The report titled titled “Occurrence of microplastics in the gastrointestinal tract of pelagic and demersal fish from the English Channel” was published in Marine Pollution Bulletin. It looked at the amount of plastic found in ten species of fish living in the English Channel. Of the 504 samples dissected, 36.5% were found to have ingested plastic. Not only is this a problem for those that eat the fish, such as humans, but the research team believe that the accumulation of plastic in fish could block the animals’ digestive systems and even cause fish to stop eating.

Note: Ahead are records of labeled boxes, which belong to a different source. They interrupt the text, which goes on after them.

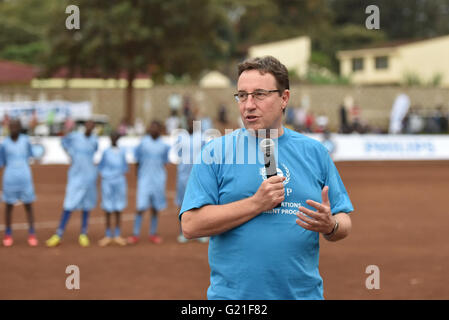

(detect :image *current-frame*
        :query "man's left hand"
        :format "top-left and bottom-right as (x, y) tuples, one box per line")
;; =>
(296, 186), (335, 234)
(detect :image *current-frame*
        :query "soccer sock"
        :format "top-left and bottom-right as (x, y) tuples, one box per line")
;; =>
(56, 210), (71, 238)
(150, 214), (158, 235)
(81, 210), (89, 235)
(133, 213), (142, 237)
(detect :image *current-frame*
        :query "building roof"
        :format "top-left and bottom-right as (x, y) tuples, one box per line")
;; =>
(0, 60), (37, 84)
(337, 35), (449, 57)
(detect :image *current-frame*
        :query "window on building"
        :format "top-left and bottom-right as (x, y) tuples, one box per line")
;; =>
(376, 56), (388, 69)
(352, 58), (363, 71)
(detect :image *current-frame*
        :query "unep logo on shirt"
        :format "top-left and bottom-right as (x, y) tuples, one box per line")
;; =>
(259, 163), (290, 186)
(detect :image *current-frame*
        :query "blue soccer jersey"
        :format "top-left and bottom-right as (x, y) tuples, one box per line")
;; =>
(98, 147), (128, 212)
(0, 134), (36, 204)
(180, 128), (353, 299)
(134, 135), (170, 211)
(62, 132), (98, 211)
(98, 147), (128, 212)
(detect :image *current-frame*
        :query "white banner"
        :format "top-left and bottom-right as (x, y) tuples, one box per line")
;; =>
(3, 134), (449, 164)
(310, 134), (449, 161)
(0, 100), (92, 122)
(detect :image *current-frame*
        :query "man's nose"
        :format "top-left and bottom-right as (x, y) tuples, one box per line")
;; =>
(245, 94), (256, 110)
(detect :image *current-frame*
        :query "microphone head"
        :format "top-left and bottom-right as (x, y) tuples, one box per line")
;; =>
(260, 138), (274, 153)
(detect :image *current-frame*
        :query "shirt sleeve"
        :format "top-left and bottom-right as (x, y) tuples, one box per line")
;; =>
(26, 138), (34, 159)
(179, 149), (219, 219)
(164, 144), (170, 163)
(324, 151), (354, 214)
(134, 142), (142, 163)
(0, 144), (6, 168)
(122, 150), (129, 174)
(97, 150), (107, 172)
(61, 133), (73, 155)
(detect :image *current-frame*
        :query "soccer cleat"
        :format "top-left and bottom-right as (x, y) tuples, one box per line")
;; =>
(178, 234), (189, 243)
(78, 233), (90, 248)
(45, 234), (61, 248)
(3, 235), (14, 247)
(196, 237), (209, 243)
(98, 237), (112, 247)
(127, 236), (139, 244)
(28, 234), (39, 247)
(148, 234), (162, 244)
(114, 236), (126, 246)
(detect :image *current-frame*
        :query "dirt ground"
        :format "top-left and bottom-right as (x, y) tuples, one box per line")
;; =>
(0, 161), (449, 299)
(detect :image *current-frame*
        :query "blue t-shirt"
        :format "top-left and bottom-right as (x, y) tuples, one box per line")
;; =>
(0, 134), (33, 191)
(61, 132), (98, 189)
(98, 147), (128, 181)
(180, 128), (353, 300)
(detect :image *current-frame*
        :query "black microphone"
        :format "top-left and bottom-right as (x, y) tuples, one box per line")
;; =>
(260, 138), (281, 208)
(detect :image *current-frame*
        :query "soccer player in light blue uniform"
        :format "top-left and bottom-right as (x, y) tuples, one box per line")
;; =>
(180, 56), (353, 300)
(0, 119), (38, 247)
(128, 121), (170, 244)
(47, 121), (98, 247)
(98, 131), (128, 247)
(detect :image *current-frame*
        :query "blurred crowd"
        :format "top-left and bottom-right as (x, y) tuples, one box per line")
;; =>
(0, 93), (449, 136)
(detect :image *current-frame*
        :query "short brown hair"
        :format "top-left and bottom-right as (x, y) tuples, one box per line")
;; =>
(238, 56), (290, 95)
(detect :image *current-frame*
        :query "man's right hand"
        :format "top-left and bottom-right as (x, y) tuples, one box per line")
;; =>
(252, 176), (285, 212)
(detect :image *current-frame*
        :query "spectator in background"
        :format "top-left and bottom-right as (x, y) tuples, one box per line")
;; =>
(165, 109), (181, 136)
(118, 118), (128, 136)
(339, 103), (351, 133)
(173, 119), (208, 243)
(28, 110), (39, 135)
(289, 107), (306, 132)
(315, 115), (329, 133)
(0, 119), (38, 247)
(128, 121), (170, 244)
(218, 102), (228, 125)
(64, 116), (75, 132)
(46, 120), (98, 247)
(134, 118), (145, 136)
(404, 106), (424, 134)
(98, 131), (128, 247)
(305, 111), (315, 133)
(435, 105), (448, 133)
(388, 93), (410, 134)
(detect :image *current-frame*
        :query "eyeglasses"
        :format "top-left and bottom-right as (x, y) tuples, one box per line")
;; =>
(234, 89), (281, 102)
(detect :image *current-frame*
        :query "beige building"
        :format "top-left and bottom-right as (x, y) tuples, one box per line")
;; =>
(337, 35), (449, 87)
(248, 36), (311, 77)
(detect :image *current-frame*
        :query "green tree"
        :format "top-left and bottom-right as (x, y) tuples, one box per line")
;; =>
(45, 0), (226, 123)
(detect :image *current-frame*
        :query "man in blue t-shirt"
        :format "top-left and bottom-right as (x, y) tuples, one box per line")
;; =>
(128, 120), (170, 244)
(46, 120), (98, 247)
(180, 56), (353, 299)
(0, 119), (38, 247)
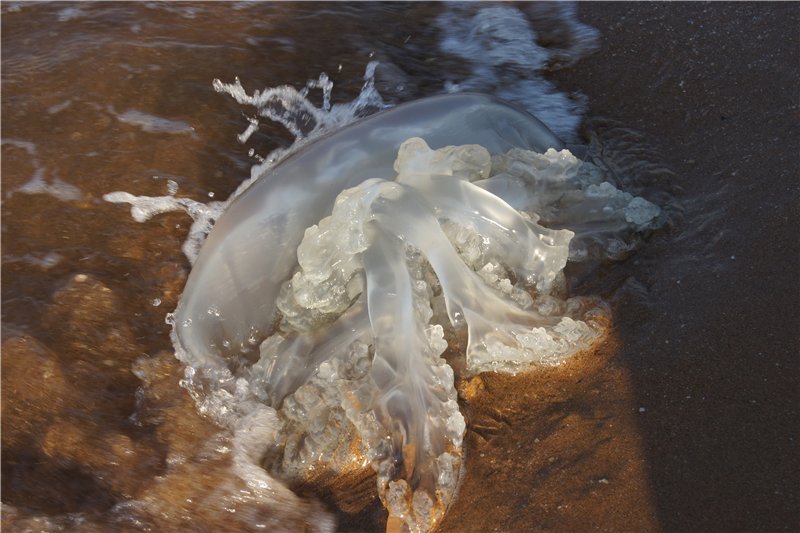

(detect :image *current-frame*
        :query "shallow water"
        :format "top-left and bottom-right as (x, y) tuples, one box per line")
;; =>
(2, 3), (797, 531)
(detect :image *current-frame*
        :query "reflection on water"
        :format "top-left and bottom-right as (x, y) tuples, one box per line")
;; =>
(2, 3), (672, 531)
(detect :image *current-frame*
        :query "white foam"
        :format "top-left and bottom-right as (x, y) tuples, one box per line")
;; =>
(113, 107), (195, 136)
(0, 139), (83, 202)
(436, 4), (593, 141)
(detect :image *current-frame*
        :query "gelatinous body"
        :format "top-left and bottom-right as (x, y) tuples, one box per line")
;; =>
(175, 94), (562, 367)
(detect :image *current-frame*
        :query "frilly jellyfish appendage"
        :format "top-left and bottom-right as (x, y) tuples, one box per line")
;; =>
(173, 94), (659, 531)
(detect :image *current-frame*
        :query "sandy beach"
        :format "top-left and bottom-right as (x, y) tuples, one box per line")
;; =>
(2, 2), (800, 533)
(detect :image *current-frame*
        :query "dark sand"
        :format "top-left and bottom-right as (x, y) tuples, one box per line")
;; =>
(443, 3), (800, 532)
(2, 3), (800, 533)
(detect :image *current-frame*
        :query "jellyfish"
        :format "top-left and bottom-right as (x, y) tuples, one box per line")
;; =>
(112, 93), (660, 531)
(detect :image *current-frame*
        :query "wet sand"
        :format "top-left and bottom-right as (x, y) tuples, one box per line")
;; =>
(2, 3), (800, 532)
(443, 3), (800, 532)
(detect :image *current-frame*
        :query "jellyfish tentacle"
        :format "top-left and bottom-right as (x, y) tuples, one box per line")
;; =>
(364, 222), (463, 530)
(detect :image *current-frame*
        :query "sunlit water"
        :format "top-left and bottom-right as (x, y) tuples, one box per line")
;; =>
(2, 3), (679, 531)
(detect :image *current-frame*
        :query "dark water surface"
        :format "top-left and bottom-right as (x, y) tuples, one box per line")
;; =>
(2, 3), (800, 532)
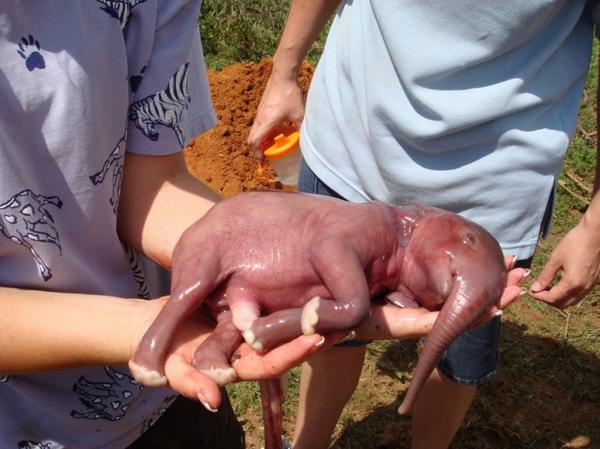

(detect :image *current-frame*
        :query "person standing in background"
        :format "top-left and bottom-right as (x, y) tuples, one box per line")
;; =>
(248, 0), (600, 449)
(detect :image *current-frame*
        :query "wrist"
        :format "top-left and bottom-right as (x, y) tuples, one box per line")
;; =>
(125, 297), (168, 361)
(271, 48), (302, 83)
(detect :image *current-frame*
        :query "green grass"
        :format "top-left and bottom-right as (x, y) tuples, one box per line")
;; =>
(201, 6), (600, 449)
(200, 0), (326, 70)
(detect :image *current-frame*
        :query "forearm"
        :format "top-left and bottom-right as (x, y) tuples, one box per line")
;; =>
(0, 287), (158, 374)
(118, 153), (220, 269)
(273, 0), (339, 79)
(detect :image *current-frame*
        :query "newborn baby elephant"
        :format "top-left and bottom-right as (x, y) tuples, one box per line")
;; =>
(130, 192), (506, 440)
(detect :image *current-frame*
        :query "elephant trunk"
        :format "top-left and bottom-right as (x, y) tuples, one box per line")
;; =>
(398, 276), (505, 414)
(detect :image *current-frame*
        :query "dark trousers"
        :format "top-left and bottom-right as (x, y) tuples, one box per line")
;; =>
(127, 392), (246, 449)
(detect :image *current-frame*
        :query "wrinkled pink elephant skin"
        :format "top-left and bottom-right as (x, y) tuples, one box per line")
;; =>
(130, 192), (506, 448)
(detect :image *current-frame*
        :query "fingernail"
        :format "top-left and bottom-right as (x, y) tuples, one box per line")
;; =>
(198, 393), (217, 413)
(337, 331), (356, 344)
(315, 337), (325, 348)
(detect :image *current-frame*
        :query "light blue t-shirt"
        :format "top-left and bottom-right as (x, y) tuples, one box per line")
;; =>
(0, 0), (215, 449)
(301, 0), (592, 258)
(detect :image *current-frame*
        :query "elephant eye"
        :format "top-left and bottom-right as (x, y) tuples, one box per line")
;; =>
(463, 232), (475, 245)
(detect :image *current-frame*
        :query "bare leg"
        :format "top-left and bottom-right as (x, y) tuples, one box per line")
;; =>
(260, 379), (284, 449)
(293, 346), (366, 449)
(411, 369), (477, 449)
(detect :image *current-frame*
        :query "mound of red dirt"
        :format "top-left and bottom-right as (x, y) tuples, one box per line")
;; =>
(184, 60), (314, 197)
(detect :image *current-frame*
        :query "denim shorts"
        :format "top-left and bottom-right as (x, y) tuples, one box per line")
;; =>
(298, 160), (531, 385)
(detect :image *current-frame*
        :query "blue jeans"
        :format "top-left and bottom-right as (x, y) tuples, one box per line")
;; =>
(298, 160), (531, 385)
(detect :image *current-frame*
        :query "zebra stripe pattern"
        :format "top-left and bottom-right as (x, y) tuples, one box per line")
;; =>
(129, 63), (191, 148)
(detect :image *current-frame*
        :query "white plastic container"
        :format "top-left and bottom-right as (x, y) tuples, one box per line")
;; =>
(264, 131), (300, 186)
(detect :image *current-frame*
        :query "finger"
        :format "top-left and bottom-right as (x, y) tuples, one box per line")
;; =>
(165, 354), (222, 412)
(504, 256), (517, 271)
(232, 334), (328, 380)
(506, 268), (531, 287)
(491, 285), (526, 310)
(530, 255), (561, 292)
(529, 281), (580, 309)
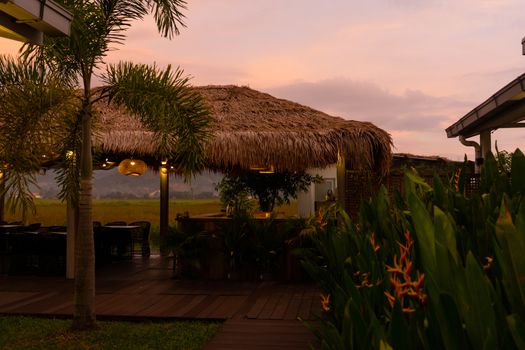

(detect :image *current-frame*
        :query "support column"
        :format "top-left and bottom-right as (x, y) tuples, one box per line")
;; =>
(479, 130), (491, 159)
(0, 170), (5, 221)
(66, 200), (78, 279)
(159, 162), (169, 255)
(337, 152), (347, 211)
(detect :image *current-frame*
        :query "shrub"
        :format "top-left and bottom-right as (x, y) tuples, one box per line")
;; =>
(303, 150), (525, 349)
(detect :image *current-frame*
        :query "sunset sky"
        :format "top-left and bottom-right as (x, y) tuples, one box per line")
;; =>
(0, 0), (525, 160)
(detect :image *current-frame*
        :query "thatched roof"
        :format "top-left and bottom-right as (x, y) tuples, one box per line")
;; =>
(94, 85), (392, 171)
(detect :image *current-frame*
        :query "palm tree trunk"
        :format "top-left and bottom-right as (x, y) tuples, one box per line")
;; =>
(72, 98), (95, 329)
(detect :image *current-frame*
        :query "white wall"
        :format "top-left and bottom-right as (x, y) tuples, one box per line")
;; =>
(297, 164), (337, 218)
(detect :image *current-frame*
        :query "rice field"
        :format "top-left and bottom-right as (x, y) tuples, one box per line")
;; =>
(5, 199), (297, 226)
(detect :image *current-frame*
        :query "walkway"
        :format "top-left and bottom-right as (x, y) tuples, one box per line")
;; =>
(0, 257), (320, 349)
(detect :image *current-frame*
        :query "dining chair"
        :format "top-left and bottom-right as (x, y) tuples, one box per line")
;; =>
(38, 232), (67, 276)
(22, 222), (42, 232)
(104, 221), (126, 226)
(129, 221), (151, 257)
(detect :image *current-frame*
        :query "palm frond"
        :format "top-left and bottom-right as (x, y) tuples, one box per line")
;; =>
(149, 0), (187, 39)
(103, 62), (213, 174)
(0, 57), (76, 213)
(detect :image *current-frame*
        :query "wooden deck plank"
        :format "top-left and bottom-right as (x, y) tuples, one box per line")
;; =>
(283, 286), (304, 320)
(0, 258), (320, 350)
(204, 320), (316, 350)
(0, 292), (38, 311)
(139, 295), (190, 317)
(208, 295), (247, 319)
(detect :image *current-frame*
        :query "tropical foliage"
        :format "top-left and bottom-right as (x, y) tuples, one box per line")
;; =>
(304, 150), (525, 349)
(0, 0), (211, 328)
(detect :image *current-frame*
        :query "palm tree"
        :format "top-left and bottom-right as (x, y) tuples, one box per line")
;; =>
(2, 0), (211, 329)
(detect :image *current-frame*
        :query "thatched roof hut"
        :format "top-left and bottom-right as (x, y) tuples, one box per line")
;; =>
(94, 85), (392, 172)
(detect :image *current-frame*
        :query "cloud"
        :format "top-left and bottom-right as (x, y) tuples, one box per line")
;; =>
(265, 78), (482, 160)
(267, 78), (474, 131)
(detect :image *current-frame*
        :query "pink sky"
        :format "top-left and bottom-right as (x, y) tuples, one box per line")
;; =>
(0, 0), (525, 160)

All of the fish samples were collected 10 kilometres southwest of Plymouth, at a depth of around 55 metres. In each sample, between one to 15 pieces of plastic, including synthetic polymers, were found in the fish’s gastrointestinal tract. Of the 351 items removed from the fish, the most commonly found plastic was rayon, a synthetic fibre used in clothing and sanitary products. Other plastics included polyester, polystyrene and acrylic.
In a statement, Richard Thompson from Plymouth University said: “We have previously shown that on shorelines worldwide and on the sea bed and in the water column around the UK, these tiny fragments of plastic are widespread.”
“We don’t need to have plastic debris in the sea. These materials are inherently very recyclable, but regrettably they’ve been at the heart of our throw-away culture for the last few decades. We need to recognise the value of plastics at the end of their lives and need help from industry and manufacturers to widen the potential for every day products to be reusable and recyclable.”